Hier möchten wir Sie über herausragende Ereignisse im Hause Erhardi informieren, damit Sie sich davon überzeugen können: es handelt sich hier um eine lebendige Firma, die stets bemüht ist sich weiter zu entwickeln. Neues kann nur entstehen, wenn Ideen auf einen fruchtbaren Boden fallen. Unsere Mitarbeiter leisten täglich Ihren Beitrag, damit Neues wachsen kann.

Gautschfeier

27.07.2012

Azubis kräftig „gegautscht“.

Maria Ast und Christof Adler ließen die uralte Prozedur gut gelaunt über sich ergehen. Ein Bad im Zuber wusch die Mitarbeiter sündenfrei.

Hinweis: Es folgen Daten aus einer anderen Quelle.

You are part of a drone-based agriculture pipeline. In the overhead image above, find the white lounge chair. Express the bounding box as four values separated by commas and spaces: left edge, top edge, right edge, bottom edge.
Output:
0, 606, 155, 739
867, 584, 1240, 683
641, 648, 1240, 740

„Packer, packt an!“ Mit dem Spruch wurden die Lehrlinge aus Druckerhandwerk und benachbarten Berufen „gegautscht“. Das Ritual ist alt: Die fertigen Gesellen werden ins Wasser getaucht, meist in einen Waschzuber, kommen zuvor mit einem Wasserschwamm mit dem feuchten Nass in Berührung und werden von Packern drei Mal untergetaucht.

Die Tradition hat sich seit den Zeiten des ersten Buchdrucks von Gutenberg in manchen Betrieben bis in die heutige Zeit erhalten. „Trotz der Industrialisierung halten wir die Fahnen der Tradition noch ein wenig hoch, deshalb diese Feier“, erklärte Günter Marchl, stellv. Geschäftsführer.

Zwei Auszubildende, die Mediengestalterin Maria Ast und der Buchbinder Christof Adler, haben ihre Lehrzeit erfolgreich hinter sich gebracht und treten ins Gesellenleben ein. Adler verlässt den Betrieb; er bildet sich weiter. In der Tracht der Drucker trat der Abteilungsleiter der Mediengestalter, Florian Knörl, vor die Belegschaft und verlas die Regularien. Nur er konnte Maria Ast von ihren „Sünden“, arbeitstechnisch versteht sich, lossprechen. Anschließend wurden die beiden Azubis ausgiebig „gewässert“ und mussten ein Bier bis zur Neige trinken, was angesichts der vorherrschenden Temperaturen von rund 30 Grad niemanden störte. Höchstes die Haare und vielleicht das Make Up waren nach der Prozedur nicht mehr ganz so taufrisch.

Mit dem „Gautschen“ werden die Auszubildenden von ihren Fehlern, die sie in der Ausbildung gemacht hatten „rein gewaschen“. Im ungegautschten Zustand nennt man Azubis „Kornuten“, abgeleitet vom lateinischen „cornus“, das Horn. Die Redensart „sich die Hörner abstoßen“ geht auf diesen Ursprung zurück.